Нас, царских писарей, осталось очень мало, все наперечет, и с каждым годом число наше убывало. Нельзя, конечно, сказать, чтобы не нарождалось новых людей с хорошими почерками. Но одно дело — каллиграфия, а другое — военно-писарское рондо. У молодого поколения не было той железной выучки, как у нас, не было нашего терпения, нашего опыта, нашей смелости руки, нашей чистой работы, уверенности и глазомера. Мы были сидоровской выучки, так сказать, высокой старинной марки, редкого заводского тавра. Это в департаментах знали и чувствовали. Хотя с освобождением и рухнули многие великие столпы и закатились многие яркие звезды, но нас, царских писарей, этот переворот не коснулся. А так как все мы стали вольнонаемными, то, стало быть, и пришел на нашу улицу праздник.
В канцеляриях мы были, если говорить по-нынешнему, гастролерами, вроде, например, как знаменитый ваш Шаляпин. И понимали о себе ничуть не меньше, чем он. Придешь, бывало, в министерство оборванным, в опорках, чуть-чуть хмельной, но на всю эту чиновничью мелюзгу как с высокой колокольни смотришь. Что мне в его кокарде? Их, титулярных советников и коллежских регистраторов, может быть, сто тысяч в одном Петербурге, а нас, царских писарей, во всей России шести десятков не наберется. И жалованье он получает шестнадцать целковых в месяц с копейками, а я шутя сто и полтораста выбью. И он прикован, как пес на цепи, к своему столу, а я — свободный художник, и мое имя люди высокого звания произносят с одобрением: «Пьет, прохвост, но единственный мастер писать на высочайшее».

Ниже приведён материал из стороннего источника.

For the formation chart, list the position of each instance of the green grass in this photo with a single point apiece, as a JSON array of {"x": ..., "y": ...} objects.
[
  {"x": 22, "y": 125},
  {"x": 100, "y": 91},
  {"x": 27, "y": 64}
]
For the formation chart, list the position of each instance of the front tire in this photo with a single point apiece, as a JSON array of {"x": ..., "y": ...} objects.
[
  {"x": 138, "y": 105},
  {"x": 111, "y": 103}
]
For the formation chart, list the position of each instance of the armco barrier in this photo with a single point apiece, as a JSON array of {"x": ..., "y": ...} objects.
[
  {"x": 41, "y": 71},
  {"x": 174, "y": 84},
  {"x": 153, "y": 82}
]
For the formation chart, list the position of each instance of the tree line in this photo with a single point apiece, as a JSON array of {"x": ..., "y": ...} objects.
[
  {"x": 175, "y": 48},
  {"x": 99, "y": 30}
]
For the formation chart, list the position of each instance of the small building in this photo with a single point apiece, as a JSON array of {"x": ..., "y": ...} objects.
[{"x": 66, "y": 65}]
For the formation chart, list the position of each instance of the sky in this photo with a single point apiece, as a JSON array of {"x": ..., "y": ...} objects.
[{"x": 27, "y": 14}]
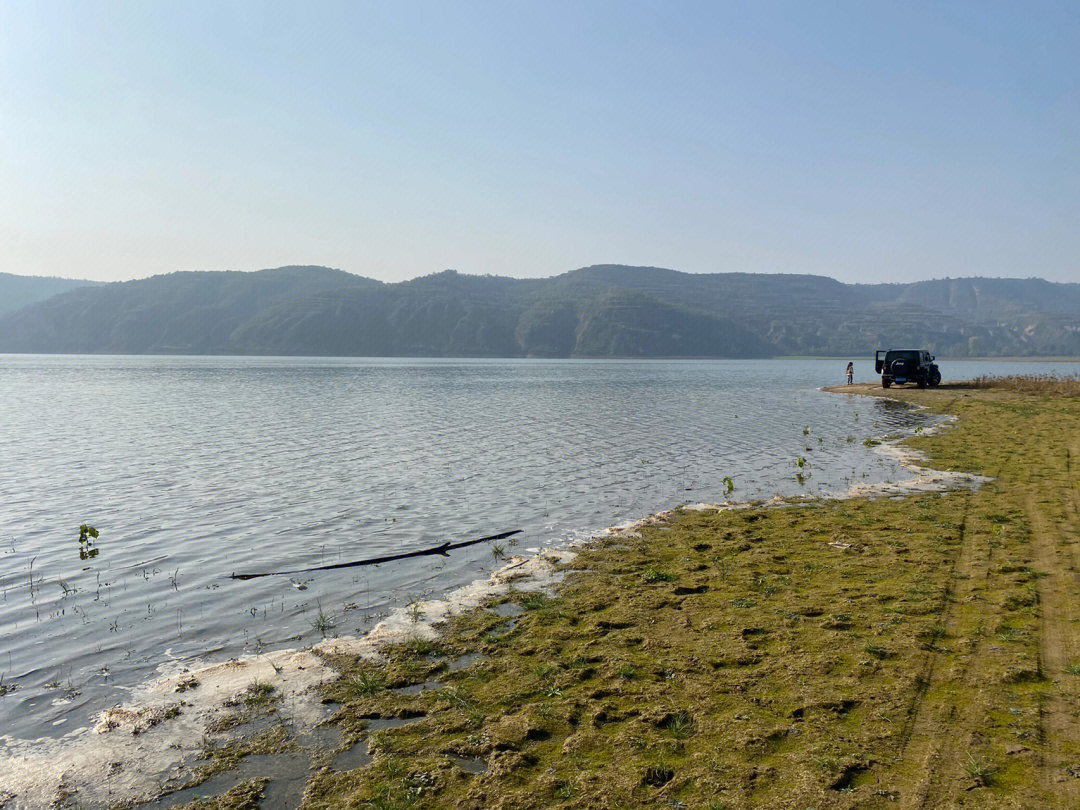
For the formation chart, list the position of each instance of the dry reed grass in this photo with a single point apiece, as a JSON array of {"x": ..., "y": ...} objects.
[{"x": 1031, "y": 383}]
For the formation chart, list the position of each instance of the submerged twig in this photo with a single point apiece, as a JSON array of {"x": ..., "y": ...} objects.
[{"x": 444, "y": 549}]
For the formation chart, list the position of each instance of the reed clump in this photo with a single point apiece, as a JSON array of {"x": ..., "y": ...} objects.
[{"x": 1033, "y": 383}]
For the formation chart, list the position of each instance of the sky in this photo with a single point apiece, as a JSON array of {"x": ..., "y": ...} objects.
[{"x": 866, "y": 142}]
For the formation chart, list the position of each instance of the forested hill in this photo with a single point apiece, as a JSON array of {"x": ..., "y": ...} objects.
[
  {"x": 19, "y": 291},
  {"x": 607, "y": 311}
]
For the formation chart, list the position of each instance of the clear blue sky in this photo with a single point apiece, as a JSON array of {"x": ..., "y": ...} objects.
[{"x": 863, "y": 140}]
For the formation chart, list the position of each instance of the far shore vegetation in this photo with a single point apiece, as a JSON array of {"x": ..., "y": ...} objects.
[{"x": 877, "y": 652}]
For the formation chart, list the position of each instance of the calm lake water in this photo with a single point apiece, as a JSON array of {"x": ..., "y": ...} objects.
[{"x": 194, "y": 468}]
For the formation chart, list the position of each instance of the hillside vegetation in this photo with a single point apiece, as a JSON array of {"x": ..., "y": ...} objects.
[
  {"x": 21, "y": 291},
  {"x": 597, "y": 311}
]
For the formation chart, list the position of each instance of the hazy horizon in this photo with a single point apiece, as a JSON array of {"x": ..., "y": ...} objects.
[
  {"x": 862, "y": 143},
  {"x": 540, "y": 275}
]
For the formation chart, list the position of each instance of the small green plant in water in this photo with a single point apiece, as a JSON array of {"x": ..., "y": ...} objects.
[
  {"x": 322, "y": 622},
  {"x": 86, "y": 536}
]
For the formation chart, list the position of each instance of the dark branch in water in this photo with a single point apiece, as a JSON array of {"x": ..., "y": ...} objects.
[{"x": 444, "y": 550}]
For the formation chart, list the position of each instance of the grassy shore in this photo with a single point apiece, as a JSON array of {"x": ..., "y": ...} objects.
[{"x": 914, "y": 652}]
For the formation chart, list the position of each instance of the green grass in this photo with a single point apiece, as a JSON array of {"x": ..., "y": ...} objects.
[{"x": 736, "y": 659}]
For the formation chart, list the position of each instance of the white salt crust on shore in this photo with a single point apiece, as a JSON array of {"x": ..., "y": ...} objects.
[{"x": 132, "y": 750}]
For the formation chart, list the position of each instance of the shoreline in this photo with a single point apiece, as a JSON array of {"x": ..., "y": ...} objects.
[{"x": 156, "y": 730}]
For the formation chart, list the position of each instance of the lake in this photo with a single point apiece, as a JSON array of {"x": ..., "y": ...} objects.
[{"x": 196, "y": 468}]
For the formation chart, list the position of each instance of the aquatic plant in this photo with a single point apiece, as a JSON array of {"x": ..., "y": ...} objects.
[
  {"x": 86, "y": 536},
  {"x": 322, "y": 623}
]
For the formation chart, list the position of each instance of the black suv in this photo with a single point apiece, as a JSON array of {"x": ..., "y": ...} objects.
[{"x": 906, "y": 365}]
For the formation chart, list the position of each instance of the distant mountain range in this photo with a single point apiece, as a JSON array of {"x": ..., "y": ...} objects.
[
  {"x": 18, "y": 291},
  {"x": 602, "y": 311}
]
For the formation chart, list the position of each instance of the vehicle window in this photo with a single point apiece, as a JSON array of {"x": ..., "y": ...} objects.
[{"x": 914, "y": 355}]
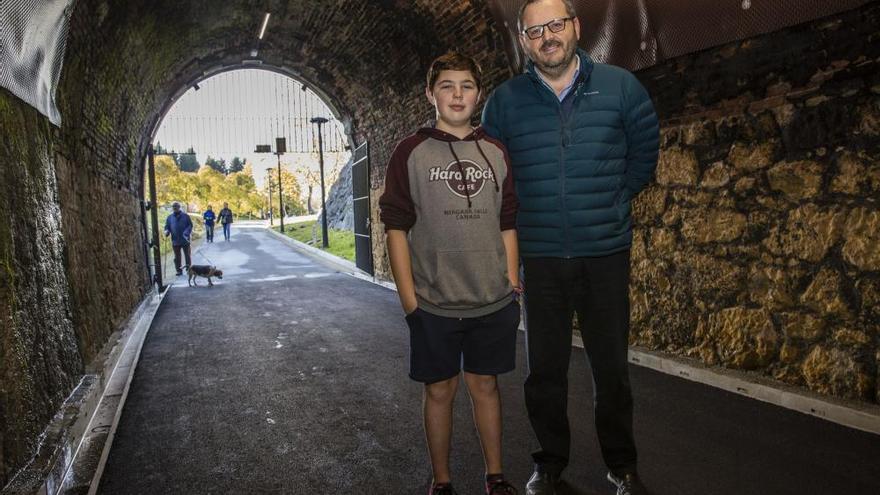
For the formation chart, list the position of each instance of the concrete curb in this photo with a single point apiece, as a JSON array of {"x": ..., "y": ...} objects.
[
  {"x": 73, "y": 443},
  {"x": 102, "y": 429},
  {"x": 853, "y": 415}
]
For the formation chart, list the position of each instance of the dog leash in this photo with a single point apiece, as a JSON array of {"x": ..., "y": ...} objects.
[{"x": 199, "y": 251}]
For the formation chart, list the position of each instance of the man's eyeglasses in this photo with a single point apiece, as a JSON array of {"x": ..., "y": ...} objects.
[{"x": 555, "y": 26}]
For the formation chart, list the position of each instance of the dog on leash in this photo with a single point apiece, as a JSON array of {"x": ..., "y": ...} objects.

Но и надо сказать: того, что мы могли сделать, того уже не повторят ни теперешнее поколение, ни будущее. Мы были остатками какого-то геройского, вымирающего племени, чем-то вроде последних кавказских черкесов. Конечно, в своей области. Хотите, я вам сейчас расскажу случай, первый, который мне подвернулся на язык? Если вы днем поглядите вот в это окно, то как раз напротив, через Фонтанку, налево от Чернышева моста, увидите большое, желтое с белым, здание. В нем помещается министерство, а в министерстве был когда-то экзекутором Николай Константинович. Прежде служили подолгу. Министры и те лет по пятнадцати оставались на посту. А Николай Константинович, я полагаю, чуть ли не с самого дня постройки этого здания пребывал в нем экзекутором.

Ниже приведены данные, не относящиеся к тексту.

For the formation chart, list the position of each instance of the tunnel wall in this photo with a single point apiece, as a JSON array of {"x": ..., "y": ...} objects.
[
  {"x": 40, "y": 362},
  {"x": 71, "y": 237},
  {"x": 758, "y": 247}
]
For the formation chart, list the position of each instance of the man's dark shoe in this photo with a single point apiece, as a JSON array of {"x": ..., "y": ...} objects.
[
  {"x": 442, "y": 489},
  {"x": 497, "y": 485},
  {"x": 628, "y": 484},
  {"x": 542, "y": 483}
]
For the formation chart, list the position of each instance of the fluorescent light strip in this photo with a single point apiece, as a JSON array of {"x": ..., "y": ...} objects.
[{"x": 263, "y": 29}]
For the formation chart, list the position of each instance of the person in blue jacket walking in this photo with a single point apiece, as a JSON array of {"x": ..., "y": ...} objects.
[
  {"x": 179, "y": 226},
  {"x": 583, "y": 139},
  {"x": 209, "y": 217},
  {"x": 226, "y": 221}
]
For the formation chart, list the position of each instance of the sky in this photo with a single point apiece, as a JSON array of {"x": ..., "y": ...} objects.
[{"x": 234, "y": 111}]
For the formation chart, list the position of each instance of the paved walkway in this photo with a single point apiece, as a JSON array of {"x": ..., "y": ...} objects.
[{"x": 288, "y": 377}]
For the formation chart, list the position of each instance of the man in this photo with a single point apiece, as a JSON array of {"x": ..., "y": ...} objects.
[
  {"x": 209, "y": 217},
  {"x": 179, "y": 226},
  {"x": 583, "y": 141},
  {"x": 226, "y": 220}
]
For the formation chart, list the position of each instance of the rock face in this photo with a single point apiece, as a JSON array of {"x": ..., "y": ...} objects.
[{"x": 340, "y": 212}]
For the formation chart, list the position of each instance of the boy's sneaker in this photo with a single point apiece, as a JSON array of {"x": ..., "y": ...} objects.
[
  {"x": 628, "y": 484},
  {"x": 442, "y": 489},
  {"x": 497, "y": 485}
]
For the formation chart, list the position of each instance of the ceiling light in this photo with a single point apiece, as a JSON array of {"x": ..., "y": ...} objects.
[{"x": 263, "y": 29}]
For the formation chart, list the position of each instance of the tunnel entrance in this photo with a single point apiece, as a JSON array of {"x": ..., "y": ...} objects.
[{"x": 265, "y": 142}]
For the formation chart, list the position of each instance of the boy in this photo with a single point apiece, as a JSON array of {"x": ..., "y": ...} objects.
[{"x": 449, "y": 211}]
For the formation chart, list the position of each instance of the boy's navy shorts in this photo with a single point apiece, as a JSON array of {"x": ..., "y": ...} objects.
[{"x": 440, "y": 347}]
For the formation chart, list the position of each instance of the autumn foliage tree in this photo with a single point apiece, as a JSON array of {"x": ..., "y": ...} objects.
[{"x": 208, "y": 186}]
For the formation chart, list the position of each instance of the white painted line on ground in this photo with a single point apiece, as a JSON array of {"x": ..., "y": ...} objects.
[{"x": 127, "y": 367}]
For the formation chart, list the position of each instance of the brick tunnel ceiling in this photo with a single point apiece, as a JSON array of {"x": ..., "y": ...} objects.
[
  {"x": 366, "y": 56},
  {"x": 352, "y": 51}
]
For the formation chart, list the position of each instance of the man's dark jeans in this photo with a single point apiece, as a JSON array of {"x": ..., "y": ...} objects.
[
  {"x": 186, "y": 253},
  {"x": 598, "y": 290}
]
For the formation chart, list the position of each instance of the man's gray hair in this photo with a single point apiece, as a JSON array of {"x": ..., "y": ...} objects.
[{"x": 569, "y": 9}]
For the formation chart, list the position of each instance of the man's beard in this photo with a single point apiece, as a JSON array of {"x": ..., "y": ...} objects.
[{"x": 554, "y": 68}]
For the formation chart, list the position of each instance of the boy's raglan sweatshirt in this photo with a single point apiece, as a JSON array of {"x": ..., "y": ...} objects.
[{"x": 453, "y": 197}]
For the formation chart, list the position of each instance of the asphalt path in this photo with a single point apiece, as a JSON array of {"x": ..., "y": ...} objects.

Тогда он был в своей должности замечательный, тончайший знаток дел и душ человеческих, но и величайший во всем свете ругатель. Его одного мы, царские писаря, боялись. Не брезговал он иной раз и от руки сделать внушение. Но нашей буйной братией он все-таки дорожил, знал нам цену и, когда надо, прятал нас за свою широкую спину и выгораживал из разных житейских невзгод и злоключений, коим и числа не было. И как он нашу работу понимал досконально! Бывало, поднесет бумагу плашмя на глаз к свету, точно прицелится из нее, и сразу все видит, где ножичком подчищено, где лаком притерто. И тотчас за вихор дернет или бумагой в лицо швырнет. «Переписать! — крикнет. — В другой раз за порчу царской бумаги штрафовать буду. У меня чтобы без помарок, без подчисток, без лаку и без сандараку!»
Когда приходилась в одном из нас какая-нибудь казенная надобность и одного писаря не оказывалось внизу, в швейцарской, то уж было известно, что следует только послать курьера в эту самую полпивную, где мы с вами сидим. Тут мы постоянно и заседали, занимаясь частной клиентурой. Но бывали случаи, когда мы требовались в значительном количестве, и тогда уж мы сами рыскали по всему городу в погоне друг за другом. И вытаскивали товарищей из самых злачных мест. Так-то однажды, часа в два пополудни, Николай Константинович и издал устный приказ: «Собрать царских писарей елико возможно больше, хоть всех, кто еще держится на ногах, и привести их немедленно в министерство. Работа срочная и очень важная. Придется, вероятно, просидеть всю ночь. Плата тройная против обычая, не считая того, что за спешку и за аккуратность пожалуют директор и министр. И чтобы немедленно».